Texas Walmart shooting: El Paso attack 'appears to be hate crime'
A shooting at a supermarket in the US state of Texas that left 20 dead could have been a hate crime, officials say.
A 21-year-old white man was arrested at the Walmart store where the attack took place in the city of El Paso, near the US-Mexico border, on Saturday.
A document, apparently posted shortly before the attack and believed to have been written by the man, espoused white supremacist and racist views.
The tract called the attack a response to "the Hispanic invasion of Texas".
The man, who opened fire with an assault-style rifle, lived in Allen, Dallas, about 650 miles (1,046km) east of El Paso, police said. The attack also left 26 injured.
Officials have not offered a precise motive for the attack, but El Paso Police Chief Greg Allen said investigators were looking into a document that could indicate a "potential nexus to a hate crime".
He appeared to be referring to a text posted on 8chan, an online message board frequently used by the far right, which describes a "cultural and ethnic replacement brought on by an invasion", in reference to Hispanic people in the US.
The four-page document, believed to have been posted some 20 minutes before police received the first emergency call, also expresses support for the gunman who killed 51 people in Christchurch, New Zealand, in March.
Police said the man, who surrendered after being confronted by officers outside the store, was still being interviewed. US media has named him as Patrick Crusius.
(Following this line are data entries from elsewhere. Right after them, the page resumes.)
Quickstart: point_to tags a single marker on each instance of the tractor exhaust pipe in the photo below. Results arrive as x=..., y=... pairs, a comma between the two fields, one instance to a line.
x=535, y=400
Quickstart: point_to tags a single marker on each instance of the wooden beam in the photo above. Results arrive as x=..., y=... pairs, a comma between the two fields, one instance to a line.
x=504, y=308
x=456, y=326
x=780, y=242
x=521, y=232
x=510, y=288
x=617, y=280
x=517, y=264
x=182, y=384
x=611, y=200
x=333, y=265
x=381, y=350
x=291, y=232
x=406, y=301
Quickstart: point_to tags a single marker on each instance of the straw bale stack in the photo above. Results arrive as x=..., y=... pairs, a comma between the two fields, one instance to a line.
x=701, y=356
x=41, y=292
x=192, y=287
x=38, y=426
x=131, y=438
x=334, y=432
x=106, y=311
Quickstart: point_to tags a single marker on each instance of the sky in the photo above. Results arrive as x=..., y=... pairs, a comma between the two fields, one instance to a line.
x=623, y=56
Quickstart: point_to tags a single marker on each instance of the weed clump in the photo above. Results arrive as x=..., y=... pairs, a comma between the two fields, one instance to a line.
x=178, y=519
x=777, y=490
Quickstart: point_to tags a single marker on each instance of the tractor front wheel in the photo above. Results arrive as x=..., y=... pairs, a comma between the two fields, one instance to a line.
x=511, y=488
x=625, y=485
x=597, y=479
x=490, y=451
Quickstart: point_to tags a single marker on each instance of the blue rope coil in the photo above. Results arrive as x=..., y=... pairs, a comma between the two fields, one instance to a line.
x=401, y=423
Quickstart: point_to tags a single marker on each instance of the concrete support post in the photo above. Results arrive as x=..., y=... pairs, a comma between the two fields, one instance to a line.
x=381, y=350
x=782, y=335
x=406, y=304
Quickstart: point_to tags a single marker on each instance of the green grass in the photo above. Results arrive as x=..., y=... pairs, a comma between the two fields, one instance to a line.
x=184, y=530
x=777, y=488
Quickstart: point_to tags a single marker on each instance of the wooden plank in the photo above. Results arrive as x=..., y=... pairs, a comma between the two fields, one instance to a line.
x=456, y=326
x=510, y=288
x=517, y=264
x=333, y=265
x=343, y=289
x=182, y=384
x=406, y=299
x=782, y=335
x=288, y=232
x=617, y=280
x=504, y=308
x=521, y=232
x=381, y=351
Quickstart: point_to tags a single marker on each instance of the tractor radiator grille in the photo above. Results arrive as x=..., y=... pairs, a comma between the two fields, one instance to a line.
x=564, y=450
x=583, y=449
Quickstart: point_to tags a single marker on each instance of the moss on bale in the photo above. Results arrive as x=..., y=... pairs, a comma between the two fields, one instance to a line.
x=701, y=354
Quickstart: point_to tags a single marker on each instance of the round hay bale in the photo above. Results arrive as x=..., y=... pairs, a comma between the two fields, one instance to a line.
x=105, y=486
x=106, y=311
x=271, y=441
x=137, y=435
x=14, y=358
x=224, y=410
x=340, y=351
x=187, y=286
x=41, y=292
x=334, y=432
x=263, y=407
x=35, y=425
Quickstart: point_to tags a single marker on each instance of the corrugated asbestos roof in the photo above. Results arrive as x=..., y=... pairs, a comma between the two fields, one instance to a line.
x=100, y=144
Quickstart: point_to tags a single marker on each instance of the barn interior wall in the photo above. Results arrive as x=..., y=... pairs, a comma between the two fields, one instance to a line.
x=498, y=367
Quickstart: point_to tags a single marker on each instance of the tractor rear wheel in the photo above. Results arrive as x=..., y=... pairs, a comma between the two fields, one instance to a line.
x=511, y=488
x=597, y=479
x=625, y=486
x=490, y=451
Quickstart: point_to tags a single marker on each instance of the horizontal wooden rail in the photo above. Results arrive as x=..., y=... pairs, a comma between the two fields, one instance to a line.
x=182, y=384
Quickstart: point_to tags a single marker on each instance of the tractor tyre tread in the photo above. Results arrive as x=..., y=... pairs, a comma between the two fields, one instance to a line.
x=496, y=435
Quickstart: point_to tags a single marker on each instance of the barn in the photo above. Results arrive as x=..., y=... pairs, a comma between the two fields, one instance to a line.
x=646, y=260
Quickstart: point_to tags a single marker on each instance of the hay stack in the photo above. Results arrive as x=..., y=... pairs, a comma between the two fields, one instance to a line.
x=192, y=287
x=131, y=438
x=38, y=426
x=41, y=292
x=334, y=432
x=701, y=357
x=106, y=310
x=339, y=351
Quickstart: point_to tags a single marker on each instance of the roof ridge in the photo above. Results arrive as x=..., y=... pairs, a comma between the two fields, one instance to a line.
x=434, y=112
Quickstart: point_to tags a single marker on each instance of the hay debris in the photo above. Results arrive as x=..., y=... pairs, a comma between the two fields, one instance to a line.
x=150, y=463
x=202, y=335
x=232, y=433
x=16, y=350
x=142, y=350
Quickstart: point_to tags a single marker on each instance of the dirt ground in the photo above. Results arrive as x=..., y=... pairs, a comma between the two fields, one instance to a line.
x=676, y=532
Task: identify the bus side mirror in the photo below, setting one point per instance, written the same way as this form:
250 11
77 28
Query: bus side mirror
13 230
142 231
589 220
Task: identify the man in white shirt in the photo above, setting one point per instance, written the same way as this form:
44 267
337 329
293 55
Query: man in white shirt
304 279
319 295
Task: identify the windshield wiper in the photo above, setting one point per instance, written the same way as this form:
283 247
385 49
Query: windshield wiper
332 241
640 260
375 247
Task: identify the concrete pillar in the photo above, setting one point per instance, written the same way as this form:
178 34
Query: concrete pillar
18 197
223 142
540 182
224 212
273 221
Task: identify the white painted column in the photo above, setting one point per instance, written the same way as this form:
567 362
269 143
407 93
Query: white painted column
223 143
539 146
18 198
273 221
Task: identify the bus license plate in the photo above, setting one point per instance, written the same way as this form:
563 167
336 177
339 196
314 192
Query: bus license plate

"We're going to aggressively prosecute it both as capital murder but also as a hate crime, which is exactly what it appears to be," Texas Governor Greg Abbott told reporters.
The attack
The shooting is believed to be the eighth deadliest in modern US history, and took place in El Paso, where the majority of the population is of Hispanic descent.
The victims have not yet been named but Mexican President Andrés Manuel López Obrador said three Mexican nationals were among the dead.
CCTV images said to be of the gunman and broadcast on US media show an armed man in a dark T-shirt wearing ear protectors.
Reports of an active shooter were received at 10:39 local time (16:39 GMT), and law enforcement officers were on the scene within six minutes, Mr Allen said.
The Walmart, near the Cielo Vista Mall, was full of shoppers buying back-to-school supplies at the time of the shooting.
"People were panicking and running, saying that there was a shooter," Kianna Long, who was at the store, told Reuters news agency. "They were running close to the floor, people were dropping on the floor."
Ms Long said she and her husband ran through a stock room before taking cover with other customers.
The attack came less than 24 hours before another mass shooting in Dayton, Ohio, and less than a week after a teenage gunman killed three people at a California food festival.
The reaction
US President Donald Trump described the attack as "an act of cowardice".
"I know that I stand with everyone in this country to condemn today's hateful act. There are no reasons or excuses that will ever justify killing innocent people," he wrote on Twitter.
Governor Abbott described it as "one of the most deadly days in the history of Texas".
The shooting has led to an outpouring of sympathy, but also fresh calls for gun control.
The attack is the second deadly shooting to take place in a Walmart store this week, after an ex-employee of the company killed two former co-workers at a Mississippi branch on Tuesday.
Walmart's CEO Doug McMillon posted on Instagram: "I can't believe I'm sending a note like this twice in one week. My heart aches for the community in El Paso."
Democratic presidential candidate Beto O'Rourke, an El Paso native, abandoned a campaign event in Las Vegas to return to his home town.
Earlier, he spoke at a labour forum, telling the crowd the shooting shattered any illusion that gun reform will "come of its own accord" in the US.
"We know that there's a lot of injury, a lot of suffering in El Paso right now."
Other Democratic presidential candidates also responded with calls for gun control.
New Jersey Senator Cory Booker was among them, saying the US seemed to be "accepting the idea that these [shootings] are going to be a regular occurrence".
Texas Attorney General Ken Paxton, however, said gun control would probably not have stopped the attack.
He added that if a "crazy" gunman launched such an attack, there was no way that law enforcement officers could be there to stop it.